Vladimir Putin is no Gorbachev. Frankly, he is much much better. Gorbachev was a dreamy man who destroyed the Soviet Union. Putin is a coldly rational man who wants to restore glory to Russia. And we live in a world in which Russia is neither a friend nor an enemy but an alli-versary. Russia is an adversary of America in Europe, especially in the Baltic and Caucasus.

But Russia can also be an ally of sorts because she shares many common interests with America, great interests of global significance. The most immediate common interest is the Iran-Afghanistan sphere. A nuclear Iran is far more threatening to Russia than it is to America. And Russia is equally worried about Taliban extremists coming back to power in Afghanistan. And America and Russia have a common interest in destroying Al Qaeda.

America can help Russia & Japan work out a compromise and help them achieve a win-win deal on energy. Such a deal will give Russia a new rich customer and help Japan reduce its crippling dependence on  Middle east oil. A Japanese-Russian deal will also act as a check again China’s expansion in Asia.
 
President Reagan was both brilliant and lucky. His grounded smarts enabled him to stay out of the Iran-Iraq war and his vision enabled him to build a relationship with Gorbachev, with a regime he himself had termed an “evil empire”.

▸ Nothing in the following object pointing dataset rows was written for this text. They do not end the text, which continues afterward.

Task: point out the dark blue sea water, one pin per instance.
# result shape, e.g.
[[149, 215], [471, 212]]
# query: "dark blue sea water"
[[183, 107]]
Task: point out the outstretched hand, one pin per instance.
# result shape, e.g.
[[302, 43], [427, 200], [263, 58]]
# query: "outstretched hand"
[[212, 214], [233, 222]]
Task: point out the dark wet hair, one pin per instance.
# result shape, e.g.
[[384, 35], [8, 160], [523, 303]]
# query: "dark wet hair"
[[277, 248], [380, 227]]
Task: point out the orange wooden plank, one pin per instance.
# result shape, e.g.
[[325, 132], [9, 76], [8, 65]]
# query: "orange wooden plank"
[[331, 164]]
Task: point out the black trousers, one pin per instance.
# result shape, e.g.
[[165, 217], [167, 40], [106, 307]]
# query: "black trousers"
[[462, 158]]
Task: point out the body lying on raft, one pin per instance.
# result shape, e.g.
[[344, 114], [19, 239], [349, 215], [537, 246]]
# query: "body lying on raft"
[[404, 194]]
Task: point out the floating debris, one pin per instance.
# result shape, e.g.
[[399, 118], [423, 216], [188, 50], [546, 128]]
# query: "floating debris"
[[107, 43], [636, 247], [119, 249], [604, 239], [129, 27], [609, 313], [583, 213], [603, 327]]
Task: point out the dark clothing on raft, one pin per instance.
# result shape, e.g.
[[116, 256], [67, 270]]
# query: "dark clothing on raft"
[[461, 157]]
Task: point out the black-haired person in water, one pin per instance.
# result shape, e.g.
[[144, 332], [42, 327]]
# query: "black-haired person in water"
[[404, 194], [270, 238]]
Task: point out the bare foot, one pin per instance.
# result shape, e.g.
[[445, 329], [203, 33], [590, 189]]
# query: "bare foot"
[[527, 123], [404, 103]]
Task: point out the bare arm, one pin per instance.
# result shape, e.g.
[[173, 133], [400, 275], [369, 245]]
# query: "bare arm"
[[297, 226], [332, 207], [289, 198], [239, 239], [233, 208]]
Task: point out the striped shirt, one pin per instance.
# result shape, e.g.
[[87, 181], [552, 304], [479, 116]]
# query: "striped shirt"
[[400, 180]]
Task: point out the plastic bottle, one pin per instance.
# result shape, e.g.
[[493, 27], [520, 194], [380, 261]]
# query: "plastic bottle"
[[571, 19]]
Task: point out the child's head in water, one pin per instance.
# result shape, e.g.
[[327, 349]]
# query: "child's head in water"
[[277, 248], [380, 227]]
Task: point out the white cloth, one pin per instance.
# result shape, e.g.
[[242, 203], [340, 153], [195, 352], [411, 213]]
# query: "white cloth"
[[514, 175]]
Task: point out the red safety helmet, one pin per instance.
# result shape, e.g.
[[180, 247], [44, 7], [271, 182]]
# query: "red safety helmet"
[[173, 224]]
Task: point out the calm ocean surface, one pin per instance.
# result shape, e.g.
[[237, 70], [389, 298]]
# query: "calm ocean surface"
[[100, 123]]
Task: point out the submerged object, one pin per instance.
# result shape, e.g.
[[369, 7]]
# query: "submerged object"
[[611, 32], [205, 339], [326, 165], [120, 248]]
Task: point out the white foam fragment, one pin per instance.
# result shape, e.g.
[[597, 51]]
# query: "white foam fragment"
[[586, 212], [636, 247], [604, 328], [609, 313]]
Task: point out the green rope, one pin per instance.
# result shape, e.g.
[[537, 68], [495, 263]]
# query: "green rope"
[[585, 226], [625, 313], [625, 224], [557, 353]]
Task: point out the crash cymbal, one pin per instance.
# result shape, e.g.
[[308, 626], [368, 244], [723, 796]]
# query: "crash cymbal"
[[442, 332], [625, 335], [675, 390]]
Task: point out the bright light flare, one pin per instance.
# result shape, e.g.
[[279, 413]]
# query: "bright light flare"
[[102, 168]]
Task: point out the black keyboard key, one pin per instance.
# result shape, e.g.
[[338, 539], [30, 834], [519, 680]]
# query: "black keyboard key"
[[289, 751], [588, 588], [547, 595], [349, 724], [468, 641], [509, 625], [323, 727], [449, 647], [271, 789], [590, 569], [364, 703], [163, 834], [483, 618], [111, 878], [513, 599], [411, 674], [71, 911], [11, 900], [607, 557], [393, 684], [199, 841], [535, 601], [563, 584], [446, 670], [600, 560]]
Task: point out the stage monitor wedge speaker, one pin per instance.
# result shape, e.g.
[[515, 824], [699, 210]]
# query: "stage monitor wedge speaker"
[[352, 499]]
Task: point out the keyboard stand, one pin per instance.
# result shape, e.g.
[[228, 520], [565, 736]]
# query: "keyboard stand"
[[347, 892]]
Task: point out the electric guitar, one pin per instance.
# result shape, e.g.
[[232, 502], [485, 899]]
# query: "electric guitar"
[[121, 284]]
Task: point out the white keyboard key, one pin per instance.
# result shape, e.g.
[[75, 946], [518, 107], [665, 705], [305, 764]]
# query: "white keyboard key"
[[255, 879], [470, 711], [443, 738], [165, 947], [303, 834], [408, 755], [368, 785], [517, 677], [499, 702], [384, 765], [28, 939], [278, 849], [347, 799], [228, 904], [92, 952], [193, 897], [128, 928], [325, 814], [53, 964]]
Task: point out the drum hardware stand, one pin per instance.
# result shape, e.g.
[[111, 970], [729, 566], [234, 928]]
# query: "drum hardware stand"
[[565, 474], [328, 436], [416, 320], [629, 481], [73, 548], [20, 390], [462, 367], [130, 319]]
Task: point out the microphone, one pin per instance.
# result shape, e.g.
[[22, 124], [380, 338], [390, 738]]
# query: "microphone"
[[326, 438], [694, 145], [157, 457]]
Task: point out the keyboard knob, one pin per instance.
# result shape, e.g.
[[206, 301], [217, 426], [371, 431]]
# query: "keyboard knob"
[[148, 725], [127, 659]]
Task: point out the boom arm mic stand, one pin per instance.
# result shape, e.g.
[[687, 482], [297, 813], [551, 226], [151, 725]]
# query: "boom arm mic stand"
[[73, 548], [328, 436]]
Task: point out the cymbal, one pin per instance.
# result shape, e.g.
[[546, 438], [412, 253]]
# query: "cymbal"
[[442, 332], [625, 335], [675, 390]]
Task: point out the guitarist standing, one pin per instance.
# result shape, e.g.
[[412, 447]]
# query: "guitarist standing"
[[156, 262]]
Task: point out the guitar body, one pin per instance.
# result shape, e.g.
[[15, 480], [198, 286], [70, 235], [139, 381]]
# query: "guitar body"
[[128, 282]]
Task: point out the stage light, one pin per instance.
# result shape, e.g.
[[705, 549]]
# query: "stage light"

President Obama has not been brilliant but he has been lucky. As we write this article, America and Russia have reached a deal on Syria. If this deal works, then President Obama will have escaped the deadly charms of the Syrian siren. That is a great relief indeed.

There is still time for President Obama to emulate President Reagan. And it is quite simple. Avoid the Middle East. Work with Putin on Afghanistan and Iran. Focus on Asia as the main pivot of the Obama Administration. That could be his visionary legacy.

Lady luck is not a siren. She is a lovely fairy who visits a few. President Reagan embraced her when she visited him. President Obama should do the same.